Unicode is handy because it can represent almost all alphabets, and UTF-8 and UTF-16 are handy because they are a good standard to encode Unicode characters and it's plenty of libraries to handle Unicode/UTF out there.

That said, it is true that I use ASCII to talk about either the charset and the encoding, and the same for UTF (which applies to the Unicode charset).

The CVS client usually translates the encoding while checking out.
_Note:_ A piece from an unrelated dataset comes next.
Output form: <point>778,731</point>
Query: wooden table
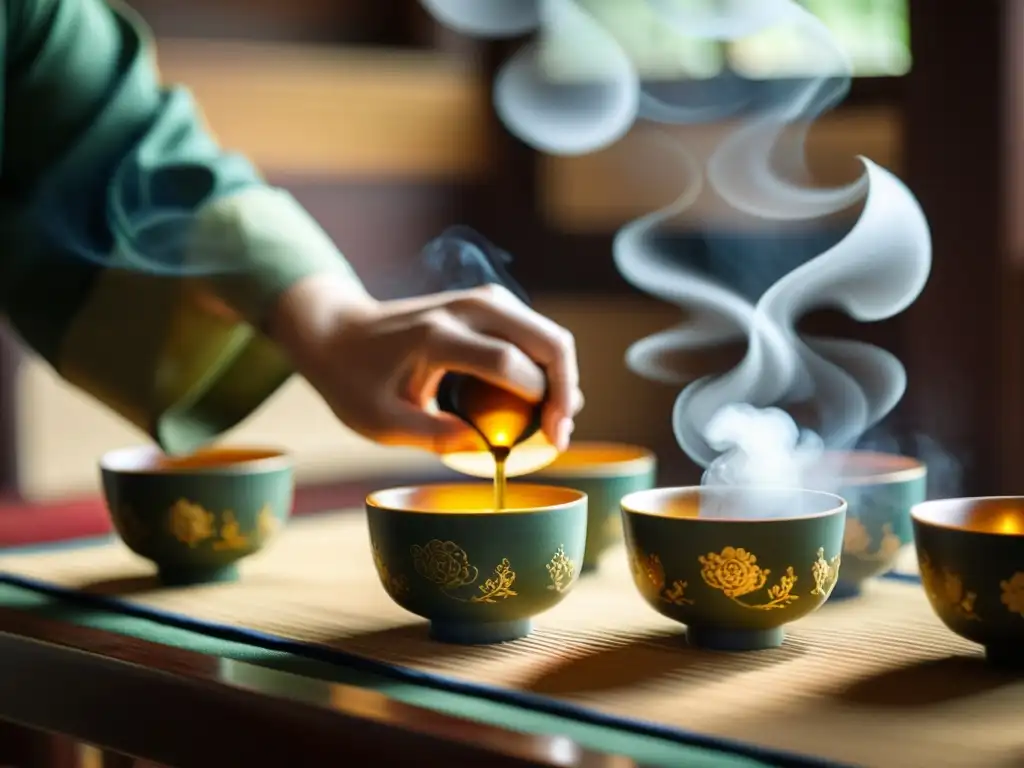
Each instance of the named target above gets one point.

So if you check out from cvs all you need to do is configuring your cvs client correctly to get the files in utf-8 (e.g. eclipse).

jjmontes said:
Unicode (which is a large charset) can be encoded as UTF8, UTF16 or ASCII with escape sequences.

That said, it is true that I use ASCII to talk about either the charset and the encoding, and the same for UTF (which applies to the Unicode charset).


Infact I never talk about Unicode. For what I know UTF-8 is able to rapresent just a subset of Unicode.
The point is that UTF-8 can be compatible with ASCII.

irrisor said:

The CVS client usually translates the encoding while checking out. So if you check out from cvs all you need to do is configuring your cvs client correctly to get the files in utf-8 (e.g. eclipse).


Great! Thanks a lot for the info. I tried to set the encode into the Properties panel of the Project I have locally in Eclipse. It was MacRoman because Mac use it by default. Setting that to ISO-8859-1, I am able to see correctly non ASCII characters.

I guess that to convert the encoding while checking out I should modify some setting in the CVS section of Eclipse preference panel. Right?
irrisor said:

The CVS client usually translates the encoding while checking out. So if you check out from cvs all you need to do is configuring your cvs client correctly to get the files in utf-8 (e.g. eclipse).


I am using Netbeans 6.0 to checkout, and I didn't find such option in the SVN plugin.
I still feel that it would be better to have the files conversted in the subversion repository directly.

In Eclipse there is a page of the Project Properties panel that let the user modify the default encoding (or charset?) of the project. I simply have been able to change it an see correctly non MacRoman characters in the editor window. But I don't know if it affects CVS client included with Eclipse and makes it automatically convert encoding while downloading new files.